Tonight I have just returned from sharing an extended version of my testimony at Birth Choice in Temecula, Ca. The folks there did a wonderful job on this event. It was such a privilege to be part of something that you are pretty sure made our Creator smile.
As I was asking the Lord what to share tonight, God reminded me that when I was a college freshman I was searching for what I wanted, but God was looking to give me not only what I wanted but also what I needed. What I was searching for was peace in my life. It had been 9 months since the abortion. I was certain I had done something horrible. I just didn’t know how to fix it. I began to stumble under the weight of sin. The burden of my actions was growing heavier with every cry of infant that reached my ears. I was not at peace with what I had done. I was not a peace with myself.
I didn’t know Jesus at the time, so I knew little about the concept of grace (i.e., God’s unmerited favor). I had no clue that the path towards peace would take me over a bridge of grace that was built from the wood of the cross. It took a while for me to get it, but when I did, I had to have it. After weeks of reading the Bible and asking questions, I realized that I could not have peace in my life unless I first received God’s grace in my life.

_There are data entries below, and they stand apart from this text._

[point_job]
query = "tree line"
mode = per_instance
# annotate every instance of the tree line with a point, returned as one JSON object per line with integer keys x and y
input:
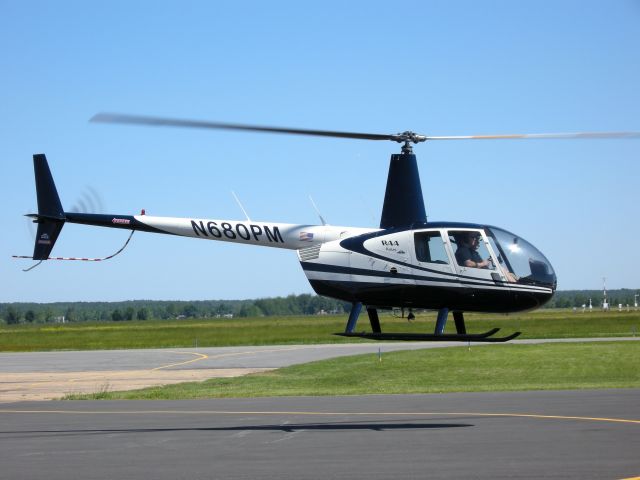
{"x": 305, "y": 304}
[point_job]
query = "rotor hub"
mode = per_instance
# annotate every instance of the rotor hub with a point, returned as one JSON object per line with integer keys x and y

My conclusion then was simple: I needed Jesus. In May of 1985, I prayed a very simple prayer, “Jesus if you are real, here’s my life.” Not really a prayer of great confidence. It was sort of like a prayer with an escape hatch. When I prayed that day, I wasn’t sure if God was real or not. I was, however, very sincere. I knew I had done something horrible. I knew I couldn’t fix it without help. If God was real, I wanted peace and I needed grace. “Jesus if you are real, here’s my life.”
It wasn’t too many days later that I read 1 Corinthians 1:3-4 (GNT) that says, “May God our Father and the Lord Jesus Christ give you grace and peace. I always give thanks to my God for you because of the grace he has given you through Christ Jesus.” There is was…the cliff notes that described my life’s transformation. I wanted peace but didn’t know how to get it. I needed grace but was clueless as to why. I found Jesus who provided them both.
Today, I am the pastor of one of God’s churches. I don’t pray “God if you are real” prayers anymore. I know He is. I don’t wonder anymore how to experience grace and peace anymore either. God is always there to help. My hope us that you would consider the grace and peace that is offered through Jesus Christ.
May His grace and peace be yours today!